Her father looked flustered, but Belle only smiled, patting his arm.

Bellamy took one look at her, grinned ear to ear, and followed her father out of the room, leaving her alone with her husband.

Belle folded her hands before her. “Will I suffice?” she murmured.

“I’faith, madam,” Jamie said, bowing deeply to her. When he raised his eyes to her, she thought she might catch aflame. “I would that I had not asked you to attend. I would keep you for myself and have none other share you.”

She knew she was blushing, but she held out a hand to him nonetheless. “That would be quite a pity after all the time spent being prepared and made beautiful.”

He caught her hand, clasping it between his. “You do not need any of this decoration,” he said quietly. He took her arm on his, his hand covering her hand on his arm. “You may not see it, but your happiness gives you a glow, m’dear. You are positively radiant.”

“Direct compliments?” she teased as they emerged into the hall. “Are you quite well, husband?”

He snorted. “Dem you, woman, I am trying to be a gentleman for an evening.”

She laughed. “And you were doing so very well.” He grunted indignantly as they walked to the door. There were two carriages, rather than just the Rutherglen carriage, and she barely recognised her family’s old carriage. It had been utterly refurbished, the paint so fresh it still gleamed.

“You restored it?” she said, looking at Jamie, who shrugged.

“I thought your father might look more a Duchess’s father if I did so,” he said.

She squeezed his arm. “You are a dear, kind man, as much as your manner sometimes suggests otherwise,” she murmured.

“Lud, wife,” he huffed, leading her to the Rutherglen coach. “While I at least strive to be a gentleman, you are still nothing more than a vengeful little cat, rending at my deeds with your claws.”

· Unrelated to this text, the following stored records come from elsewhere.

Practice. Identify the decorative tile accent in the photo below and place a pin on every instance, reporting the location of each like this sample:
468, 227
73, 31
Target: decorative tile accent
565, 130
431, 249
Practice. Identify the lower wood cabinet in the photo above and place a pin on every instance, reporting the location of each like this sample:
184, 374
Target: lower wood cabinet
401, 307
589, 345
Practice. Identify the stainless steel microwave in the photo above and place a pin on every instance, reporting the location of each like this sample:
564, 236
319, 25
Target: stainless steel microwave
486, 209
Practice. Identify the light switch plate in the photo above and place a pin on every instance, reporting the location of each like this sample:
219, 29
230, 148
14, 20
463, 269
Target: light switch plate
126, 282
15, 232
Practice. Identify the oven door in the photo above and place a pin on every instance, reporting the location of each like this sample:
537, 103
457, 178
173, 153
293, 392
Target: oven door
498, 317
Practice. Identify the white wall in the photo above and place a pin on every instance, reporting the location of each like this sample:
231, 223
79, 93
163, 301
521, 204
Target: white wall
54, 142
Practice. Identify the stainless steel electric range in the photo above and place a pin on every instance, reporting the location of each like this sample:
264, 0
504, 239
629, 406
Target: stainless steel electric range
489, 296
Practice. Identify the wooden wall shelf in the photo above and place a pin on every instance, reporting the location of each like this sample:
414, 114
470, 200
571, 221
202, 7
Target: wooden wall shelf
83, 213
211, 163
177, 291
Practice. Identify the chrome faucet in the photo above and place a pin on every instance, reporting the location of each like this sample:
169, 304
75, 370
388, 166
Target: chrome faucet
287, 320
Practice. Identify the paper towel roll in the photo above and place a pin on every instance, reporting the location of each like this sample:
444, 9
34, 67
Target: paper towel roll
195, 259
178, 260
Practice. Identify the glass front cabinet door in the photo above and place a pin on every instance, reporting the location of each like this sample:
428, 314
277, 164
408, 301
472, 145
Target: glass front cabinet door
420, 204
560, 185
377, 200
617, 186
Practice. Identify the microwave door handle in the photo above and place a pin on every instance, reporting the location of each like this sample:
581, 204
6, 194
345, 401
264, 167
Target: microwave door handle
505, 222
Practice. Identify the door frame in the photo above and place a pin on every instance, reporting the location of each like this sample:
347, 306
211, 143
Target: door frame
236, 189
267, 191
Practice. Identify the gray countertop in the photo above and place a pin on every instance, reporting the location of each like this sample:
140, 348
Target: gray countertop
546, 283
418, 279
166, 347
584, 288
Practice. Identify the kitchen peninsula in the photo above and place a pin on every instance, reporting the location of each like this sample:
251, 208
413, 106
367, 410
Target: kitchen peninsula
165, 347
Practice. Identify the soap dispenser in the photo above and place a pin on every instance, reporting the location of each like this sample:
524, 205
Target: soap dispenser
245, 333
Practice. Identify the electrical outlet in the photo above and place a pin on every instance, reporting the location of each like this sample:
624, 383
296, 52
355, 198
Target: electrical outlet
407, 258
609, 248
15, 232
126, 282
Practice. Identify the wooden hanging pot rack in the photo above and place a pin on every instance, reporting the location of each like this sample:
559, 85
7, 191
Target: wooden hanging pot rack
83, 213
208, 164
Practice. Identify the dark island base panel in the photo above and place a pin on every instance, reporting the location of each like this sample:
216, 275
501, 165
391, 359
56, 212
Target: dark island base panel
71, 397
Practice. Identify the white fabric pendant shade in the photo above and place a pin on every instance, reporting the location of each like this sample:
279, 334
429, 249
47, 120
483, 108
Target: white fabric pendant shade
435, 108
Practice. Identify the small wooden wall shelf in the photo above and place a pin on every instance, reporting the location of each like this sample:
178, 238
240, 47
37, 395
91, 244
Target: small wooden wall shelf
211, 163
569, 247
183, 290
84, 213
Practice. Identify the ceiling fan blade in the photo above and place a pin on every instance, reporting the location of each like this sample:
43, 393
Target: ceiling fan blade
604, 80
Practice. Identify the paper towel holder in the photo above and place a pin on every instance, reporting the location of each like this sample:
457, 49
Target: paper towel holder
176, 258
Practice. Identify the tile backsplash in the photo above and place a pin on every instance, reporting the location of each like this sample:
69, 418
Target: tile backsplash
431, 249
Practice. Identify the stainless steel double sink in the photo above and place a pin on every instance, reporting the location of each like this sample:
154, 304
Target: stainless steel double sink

Once they were in the confines of the coach, she pressed a kiss to his cheek. “Thank you, Jamie,” she said,, nestling to his side. “I know it is not your responsibility to take care of him.”

“Blast it,” he grumbled, turning his face away, though she knew it was only to hide a pleased smile, that she appreciated his generous gestures. “You are bent on making me to seem a charitable creature.”

“Heaven forfend,” she murmured as the carriage moved off.

The journey was made in companionable silence. Some halfway to Lady Eaglesham’s, he moved his hand to thread his fingers through hers. She curled her own hand to clasp his, smiling quietly, as the carriage rattled on.

They were fashionably late, of course, which meant that by the time they arrived, the majority of the guests were already present.

Belle remembered the last occasion she had attended such a gathering. Once, it had made her flush with humiliation, but that poor woman was not the same one that she was now. She could look back at that day without shame, seeing how far she had risen.

“Are you ready, m’dear?” Jamie asked, as the carriage came to a halt.

She smiled at him. “With you at my side, husband?” she said. “I could take the world.”